A friend of mine is horrified that I’m affiliated in any way with the Tea Party movement.  They are, he tells me, Nazis.  They are, he says, the direct descendants of George Wallace’s racist, antisemitic, separatist movement.  They are, he assures me, far right wing paramilitary nutcases who want to take over the country for evil purposes.  I am a naive dupe, being used by people who are the reincarnation of the John Birch society.

I keep asking for evidence.  What has anyone said or done that has made you reach these conclusions?  What he’s been able to come up with is the fact that Glenn Beck, a demagogue, held a rally on the anniversary of MLK’s speech and there were almost no blacks there; and that Christine O’Donnell is a creationist (which, it is true, is something I do not support).  Everything else, he assures me, is there, but you have to understand that it’s in code.

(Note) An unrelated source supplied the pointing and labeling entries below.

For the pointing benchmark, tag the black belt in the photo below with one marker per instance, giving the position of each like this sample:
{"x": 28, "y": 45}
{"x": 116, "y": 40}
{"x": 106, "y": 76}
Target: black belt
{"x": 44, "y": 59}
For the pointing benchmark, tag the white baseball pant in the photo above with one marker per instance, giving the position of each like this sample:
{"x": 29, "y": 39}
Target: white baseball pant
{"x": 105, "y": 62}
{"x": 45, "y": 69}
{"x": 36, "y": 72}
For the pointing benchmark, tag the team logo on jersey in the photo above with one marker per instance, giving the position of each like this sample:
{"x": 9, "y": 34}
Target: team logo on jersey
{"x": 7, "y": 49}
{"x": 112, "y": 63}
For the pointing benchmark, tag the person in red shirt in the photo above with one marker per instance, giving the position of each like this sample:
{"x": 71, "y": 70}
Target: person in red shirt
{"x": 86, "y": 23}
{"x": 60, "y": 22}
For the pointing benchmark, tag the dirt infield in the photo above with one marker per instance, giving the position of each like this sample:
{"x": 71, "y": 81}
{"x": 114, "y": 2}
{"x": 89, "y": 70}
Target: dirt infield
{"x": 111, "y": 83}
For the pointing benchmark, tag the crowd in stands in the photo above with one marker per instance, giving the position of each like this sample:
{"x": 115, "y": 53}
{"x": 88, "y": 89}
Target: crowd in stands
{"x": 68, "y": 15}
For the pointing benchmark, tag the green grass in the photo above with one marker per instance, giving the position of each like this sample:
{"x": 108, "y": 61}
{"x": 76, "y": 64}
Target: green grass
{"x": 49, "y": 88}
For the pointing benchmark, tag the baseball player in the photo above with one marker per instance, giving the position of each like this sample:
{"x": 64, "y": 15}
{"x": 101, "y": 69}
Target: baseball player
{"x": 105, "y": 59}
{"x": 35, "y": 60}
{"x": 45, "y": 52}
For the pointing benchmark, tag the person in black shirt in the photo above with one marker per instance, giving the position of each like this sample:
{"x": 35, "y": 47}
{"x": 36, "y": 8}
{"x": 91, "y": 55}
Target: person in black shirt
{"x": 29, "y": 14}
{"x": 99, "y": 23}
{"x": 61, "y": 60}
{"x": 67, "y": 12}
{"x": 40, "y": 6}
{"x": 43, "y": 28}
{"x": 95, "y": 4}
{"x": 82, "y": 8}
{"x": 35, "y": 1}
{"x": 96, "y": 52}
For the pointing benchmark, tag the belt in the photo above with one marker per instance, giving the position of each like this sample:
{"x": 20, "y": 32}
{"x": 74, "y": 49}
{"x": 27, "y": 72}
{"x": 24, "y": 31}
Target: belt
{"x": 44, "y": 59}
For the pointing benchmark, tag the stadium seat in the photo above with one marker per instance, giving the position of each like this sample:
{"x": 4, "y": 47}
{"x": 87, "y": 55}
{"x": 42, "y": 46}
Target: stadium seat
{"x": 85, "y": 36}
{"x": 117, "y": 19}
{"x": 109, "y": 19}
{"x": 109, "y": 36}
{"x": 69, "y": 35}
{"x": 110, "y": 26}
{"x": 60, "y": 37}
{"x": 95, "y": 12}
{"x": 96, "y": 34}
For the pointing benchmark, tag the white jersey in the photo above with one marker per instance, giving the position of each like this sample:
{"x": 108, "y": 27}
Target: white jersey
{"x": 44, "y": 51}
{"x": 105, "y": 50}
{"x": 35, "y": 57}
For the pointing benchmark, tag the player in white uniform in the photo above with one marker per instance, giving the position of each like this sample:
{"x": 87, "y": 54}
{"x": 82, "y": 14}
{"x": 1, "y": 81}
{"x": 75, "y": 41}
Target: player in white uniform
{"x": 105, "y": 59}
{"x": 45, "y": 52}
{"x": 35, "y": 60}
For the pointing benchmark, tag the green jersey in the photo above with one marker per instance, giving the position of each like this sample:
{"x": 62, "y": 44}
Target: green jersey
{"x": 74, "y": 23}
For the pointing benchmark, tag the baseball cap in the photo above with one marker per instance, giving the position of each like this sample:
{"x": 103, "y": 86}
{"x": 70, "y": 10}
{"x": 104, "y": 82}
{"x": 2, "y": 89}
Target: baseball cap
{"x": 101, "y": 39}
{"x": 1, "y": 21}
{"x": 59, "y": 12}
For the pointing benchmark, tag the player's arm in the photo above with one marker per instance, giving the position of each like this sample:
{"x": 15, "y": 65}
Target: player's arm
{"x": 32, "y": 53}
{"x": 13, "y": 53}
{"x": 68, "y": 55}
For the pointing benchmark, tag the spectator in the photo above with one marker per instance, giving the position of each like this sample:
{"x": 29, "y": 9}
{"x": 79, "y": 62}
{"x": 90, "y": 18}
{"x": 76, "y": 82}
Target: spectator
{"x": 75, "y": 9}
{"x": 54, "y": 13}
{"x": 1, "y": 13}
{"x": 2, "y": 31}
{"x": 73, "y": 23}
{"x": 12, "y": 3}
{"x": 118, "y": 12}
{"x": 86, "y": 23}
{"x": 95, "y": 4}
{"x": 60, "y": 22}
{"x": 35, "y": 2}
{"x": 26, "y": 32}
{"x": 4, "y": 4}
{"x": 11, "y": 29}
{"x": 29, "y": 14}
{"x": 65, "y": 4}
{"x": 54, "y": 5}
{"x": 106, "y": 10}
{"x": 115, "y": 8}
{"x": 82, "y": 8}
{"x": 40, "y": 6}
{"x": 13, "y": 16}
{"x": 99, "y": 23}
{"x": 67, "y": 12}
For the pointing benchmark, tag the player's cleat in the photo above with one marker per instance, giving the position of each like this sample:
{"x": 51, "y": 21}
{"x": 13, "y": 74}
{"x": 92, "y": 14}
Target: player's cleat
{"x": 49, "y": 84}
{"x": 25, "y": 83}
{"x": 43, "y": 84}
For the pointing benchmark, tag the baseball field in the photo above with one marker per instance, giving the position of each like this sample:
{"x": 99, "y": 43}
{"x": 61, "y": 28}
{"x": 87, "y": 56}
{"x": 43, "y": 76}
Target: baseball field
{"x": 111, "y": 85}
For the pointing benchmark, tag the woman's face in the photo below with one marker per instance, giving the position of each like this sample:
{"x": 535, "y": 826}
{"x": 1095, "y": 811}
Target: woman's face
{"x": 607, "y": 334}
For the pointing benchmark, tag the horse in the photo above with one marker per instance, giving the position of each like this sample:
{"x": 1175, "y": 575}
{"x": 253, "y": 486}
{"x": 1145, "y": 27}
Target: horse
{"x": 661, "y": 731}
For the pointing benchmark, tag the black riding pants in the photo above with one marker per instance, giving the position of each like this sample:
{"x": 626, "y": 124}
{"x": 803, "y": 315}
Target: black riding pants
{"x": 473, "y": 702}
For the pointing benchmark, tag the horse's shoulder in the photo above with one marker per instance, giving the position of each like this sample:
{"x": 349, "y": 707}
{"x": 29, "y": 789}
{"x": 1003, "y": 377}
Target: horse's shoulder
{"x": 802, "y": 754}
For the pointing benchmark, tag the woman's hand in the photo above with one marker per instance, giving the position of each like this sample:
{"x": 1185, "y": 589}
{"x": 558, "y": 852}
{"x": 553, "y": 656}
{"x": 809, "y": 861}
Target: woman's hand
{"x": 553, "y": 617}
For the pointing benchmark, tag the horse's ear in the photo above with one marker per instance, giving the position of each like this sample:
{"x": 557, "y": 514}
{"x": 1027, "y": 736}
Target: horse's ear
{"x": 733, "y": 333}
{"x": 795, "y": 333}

The Tea Party leaders, he says, are not friends and neighbors.  They are a cabal who have figured out that they can control naive people by using code about small government and strong national security.  Everything they say is a lie, meant to confuse us into supporting them so that they can bring about their racist, Nazi, antisemitic, xenophobic, paramilitary dream.  They’re just not saying it directly.  You have to understand the subtext.

When I point him to the Mt. Vernon Statement as a fairly comprehensive statement of a commitment to a true constitutional government, I’m told that’s just smoke and mirrors to confuse the credulous, even as their secretive, unknown leaders advance their nefarious plans.

My questions for you:  How can you argue with this?  Because all facts are not really facts at all, but just illusions that hide an incredible ugliness that can’t actually be seen, and as to which there is no proof, what is left to debate?

UPDATE:  What upsets me so much in my discussions with this friend — and it’s a friend who is an integral part of my life, so the discussions are here to stay — is the fact that it’s never about substance.

I’ll happily debate with someone the virtues of big government versus small, whether the Founders meant what they said in the Second Amendment, or just how far Jefferson’s “separation of church and state” should be used in understanding the First Amendment.  But it’s never about the merits.  It’s about name-calling.

It’s also about the bizarre conclusion that the absence of any evidence whatsoever of overt, or covert, racism or antisemitism or theocratic thinker, is itself proof that the Tea Party movement is racist, antisemitic and intent upon a fundamentalist Christian takeover of America.

Every conversation is an Alice in Wonderland world, where I’m trying to have a civil discussion with someone who alternates between Humpty Dumpty’s creative language use, the Queen of Heart’s anger, and the Mad Hatter’s logical insanity.